Beyond the specifics of what passed, the session is likely to be remembered for the raw emotion it elicited as lawmakers confronted difficult issues tinged by race and parochialism.
Barry Erwin, president of the nonpartisan Council for a Better Louisiana, said the levee board consolidation ranks as the highlight of a session that will otherwise be remembered for bills that failed to pass. "We didn't accomplish what we came here to do, by and large. That's the bottom line," Erwin said.
He cited the failure of Blanco's housing trust legislation, which underwent many revisions before it died on the final day, and the failure to downsize city government in New Orleans, where seven elected assessors serve a city that has lost more than half its population since Hurricane Katrina. Most of the legislation failed to get out of committee.
Halfway through the session, several of Blanco's key initiatives appeared either dead or mortally wounded, and allies and opponents of the governor were both describing a sense of disarray in the Capitol.
Some powerful lawmakers in the House and Senate, including Blanco's hand-picked leaders, refused to go along with the single levee board, insisting that a separate governing authority be established for the West Bank. During the weekend, they won key victories on the Senate floor and in a House committee, prompting the bill's sponsor, Sen. Walter Boasso, R-Arabi, to pull the measure from consideration.
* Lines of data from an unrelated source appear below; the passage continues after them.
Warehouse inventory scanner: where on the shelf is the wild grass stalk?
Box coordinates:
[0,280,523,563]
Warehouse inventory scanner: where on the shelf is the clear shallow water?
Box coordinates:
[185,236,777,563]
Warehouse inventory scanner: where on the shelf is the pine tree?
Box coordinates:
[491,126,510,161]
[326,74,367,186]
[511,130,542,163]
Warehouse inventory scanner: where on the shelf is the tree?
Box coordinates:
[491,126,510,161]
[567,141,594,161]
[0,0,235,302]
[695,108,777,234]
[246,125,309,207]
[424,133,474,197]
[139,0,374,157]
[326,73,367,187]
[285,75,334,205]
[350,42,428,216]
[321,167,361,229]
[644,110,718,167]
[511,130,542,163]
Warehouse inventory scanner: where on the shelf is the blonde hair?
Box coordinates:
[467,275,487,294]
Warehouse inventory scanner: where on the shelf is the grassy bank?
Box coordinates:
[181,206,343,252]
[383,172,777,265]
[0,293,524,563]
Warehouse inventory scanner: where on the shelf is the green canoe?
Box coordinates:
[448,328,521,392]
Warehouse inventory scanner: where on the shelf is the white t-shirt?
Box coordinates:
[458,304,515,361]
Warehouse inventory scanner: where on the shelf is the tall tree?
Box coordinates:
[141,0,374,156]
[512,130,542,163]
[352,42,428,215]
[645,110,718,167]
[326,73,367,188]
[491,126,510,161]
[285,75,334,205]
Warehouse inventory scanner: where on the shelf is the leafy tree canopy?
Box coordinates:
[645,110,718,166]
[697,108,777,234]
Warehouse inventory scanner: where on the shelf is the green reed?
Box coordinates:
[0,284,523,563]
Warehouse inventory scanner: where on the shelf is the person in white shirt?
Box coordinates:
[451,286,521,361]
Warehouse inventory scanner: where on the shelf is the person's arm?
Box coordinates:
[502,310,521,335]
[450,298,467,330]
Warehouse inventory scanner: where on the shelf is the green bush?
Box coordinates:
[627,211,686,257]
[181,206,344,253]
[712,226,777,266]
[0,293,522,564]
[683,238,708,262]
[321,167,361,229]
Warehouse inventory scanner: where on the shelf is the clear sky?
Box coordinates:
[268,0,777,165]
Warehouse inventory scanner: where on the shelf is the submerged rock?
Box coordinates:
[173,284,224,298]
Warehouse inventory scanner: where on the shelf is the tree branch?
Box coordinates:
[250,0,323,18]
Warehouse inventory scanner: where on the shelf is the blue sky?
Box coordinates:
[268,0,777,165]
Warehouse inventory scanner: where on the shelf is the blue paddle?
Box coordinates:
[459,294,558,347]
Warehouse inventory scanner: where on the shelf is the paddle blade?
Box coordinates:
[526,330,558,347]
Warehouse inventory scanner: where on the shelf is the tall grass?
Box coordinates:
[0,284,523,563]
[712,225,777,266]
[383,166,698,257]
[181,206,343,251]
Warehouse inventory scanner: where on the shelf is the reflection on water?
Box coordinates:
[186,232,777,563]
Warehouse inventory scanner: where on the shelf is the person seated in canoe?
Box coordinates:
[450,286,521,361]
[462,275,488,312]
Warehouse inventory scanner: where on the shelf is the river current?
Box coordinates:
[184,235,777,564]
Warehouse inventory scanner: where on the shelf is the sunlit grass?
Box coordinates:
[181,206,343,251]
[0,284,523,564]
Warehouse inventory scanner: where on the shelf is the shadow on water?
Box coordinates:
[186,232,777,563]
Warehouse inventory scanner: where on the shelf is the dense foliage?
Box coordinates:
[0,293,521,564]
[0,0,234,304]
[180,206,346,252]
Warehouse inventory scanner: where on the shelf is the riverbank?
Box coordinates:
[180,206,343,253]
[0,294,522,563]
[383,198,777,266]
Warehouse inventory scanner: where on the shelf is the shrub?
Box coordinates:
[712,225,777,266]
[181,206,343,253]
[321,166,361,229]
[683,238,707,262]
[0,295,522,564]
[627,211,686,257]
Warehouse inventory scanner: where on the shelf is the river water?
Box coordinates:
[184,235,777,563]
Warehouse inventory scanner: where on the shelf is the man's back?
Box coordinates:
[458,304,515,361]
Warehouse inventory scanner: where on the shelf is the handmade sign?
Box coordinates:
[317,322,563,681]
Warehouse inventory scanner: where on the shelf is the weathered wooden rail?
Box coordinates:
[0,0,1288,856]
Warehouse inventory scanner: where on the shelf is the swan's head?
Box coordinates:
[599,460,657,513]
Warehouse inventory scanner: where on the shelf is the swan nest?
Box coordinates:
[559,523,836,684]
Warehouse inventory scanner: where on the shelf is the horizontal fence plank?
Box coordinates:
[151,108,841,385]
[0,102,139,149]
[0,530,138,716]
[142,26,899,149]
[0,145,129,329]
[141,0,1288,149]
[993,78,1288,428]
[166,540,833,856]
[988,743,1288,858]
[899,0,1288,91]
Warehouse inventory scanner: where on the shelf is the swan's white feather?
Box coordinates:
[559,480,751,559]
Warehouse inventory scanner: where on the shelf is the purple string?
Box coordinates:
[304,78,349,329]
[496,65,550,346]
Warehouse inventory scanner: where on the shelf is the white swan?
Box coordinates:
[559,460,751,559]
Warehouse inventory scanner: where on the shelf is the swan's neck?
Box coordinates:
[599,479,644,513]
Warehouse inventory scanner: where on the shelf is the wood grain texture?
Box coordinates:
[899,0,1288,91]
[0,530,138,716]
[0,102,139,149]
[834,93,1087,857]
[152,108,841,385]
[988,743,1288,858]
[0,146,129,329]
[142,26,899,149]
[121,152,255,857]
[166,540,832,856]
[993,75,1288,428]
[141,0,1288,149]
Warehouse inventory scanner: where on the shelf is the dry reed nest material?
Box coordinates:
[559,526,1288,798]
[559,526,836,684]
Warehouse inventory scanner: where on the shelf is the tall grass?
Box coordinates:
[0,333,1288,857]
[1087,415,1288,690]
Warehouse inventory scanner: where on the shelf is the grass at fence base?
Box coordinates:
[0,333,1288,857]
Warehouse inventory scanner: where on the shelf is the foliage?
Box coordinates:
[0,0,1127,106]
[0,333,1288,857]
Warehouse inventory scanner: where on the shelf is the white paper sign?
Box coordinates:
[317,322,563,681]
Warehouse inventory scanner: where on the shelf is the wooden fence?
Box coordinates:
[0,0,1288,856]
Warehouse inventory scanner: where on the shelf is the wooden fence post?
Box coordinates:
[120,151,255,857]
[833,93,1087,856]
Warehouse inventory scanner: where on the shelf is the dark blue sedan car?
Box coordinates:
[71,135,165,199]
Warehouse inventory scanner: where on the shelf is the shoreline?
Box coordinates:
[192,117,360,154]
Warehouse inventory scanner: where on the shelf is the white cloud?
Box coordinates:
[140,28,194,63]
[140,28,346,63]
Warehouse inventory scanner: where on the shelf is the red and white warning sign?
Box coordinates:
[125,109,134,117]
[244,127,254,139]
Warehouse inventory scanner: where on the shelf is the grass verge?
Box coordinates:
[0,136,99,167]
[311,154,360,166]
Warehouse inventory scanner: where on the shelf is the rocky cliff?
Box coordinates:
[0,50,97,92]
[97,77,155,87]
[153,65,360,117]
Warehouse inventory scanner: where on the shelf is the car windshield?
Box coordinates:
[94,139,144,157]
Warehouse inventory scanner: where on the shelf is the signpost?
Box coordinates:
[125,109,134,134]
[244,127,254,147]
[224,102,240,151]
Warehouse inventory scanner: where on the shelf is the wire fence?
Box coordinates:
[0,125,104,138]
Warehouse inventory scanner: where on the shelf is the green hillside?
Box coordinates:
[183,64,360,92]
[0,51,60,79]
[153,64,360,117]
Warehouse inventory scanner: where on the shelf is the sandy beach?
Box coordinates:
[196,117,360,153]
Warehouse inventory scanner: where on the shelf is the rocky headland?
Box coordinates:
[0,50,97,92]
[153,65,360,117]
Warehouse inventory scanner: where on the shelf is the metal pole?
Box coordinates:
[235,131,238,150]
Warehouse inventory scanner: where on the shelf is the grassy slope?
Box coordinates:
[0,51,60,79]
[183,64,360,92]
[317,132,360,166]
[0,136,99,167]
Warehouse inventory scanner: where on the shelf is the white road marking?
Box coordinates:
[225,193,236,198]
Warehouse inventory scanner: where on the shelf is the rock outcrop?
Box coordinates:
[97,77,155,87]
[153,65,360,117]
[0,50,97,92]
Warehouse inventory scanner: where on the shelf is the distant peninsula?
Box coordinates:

Several legislators complained publicly that Blanco and her staff weren't working hard enough to advance their agenda, a claim that a spokeswoman for the governor denied.
Things appeared to hit bottom late Monday afternoon, when members of the Legislative Black Caucus tried unsuccessfully to adjourn the session after the House rejected a bill by Rep. Jalila Jefferson-Bullock, D-New Orleans, to set up 10 satellite voting centers around the state for displaced New Orleans voters.
But some said the governor still has work to do if she wants to repair the bruised feelings among some legislators as the session drew to a close. "This session smelled of Edwin Edwards," said Rep. Pete Schneider, R-Slidell. "There was no leadership from the governor or her floor leaders."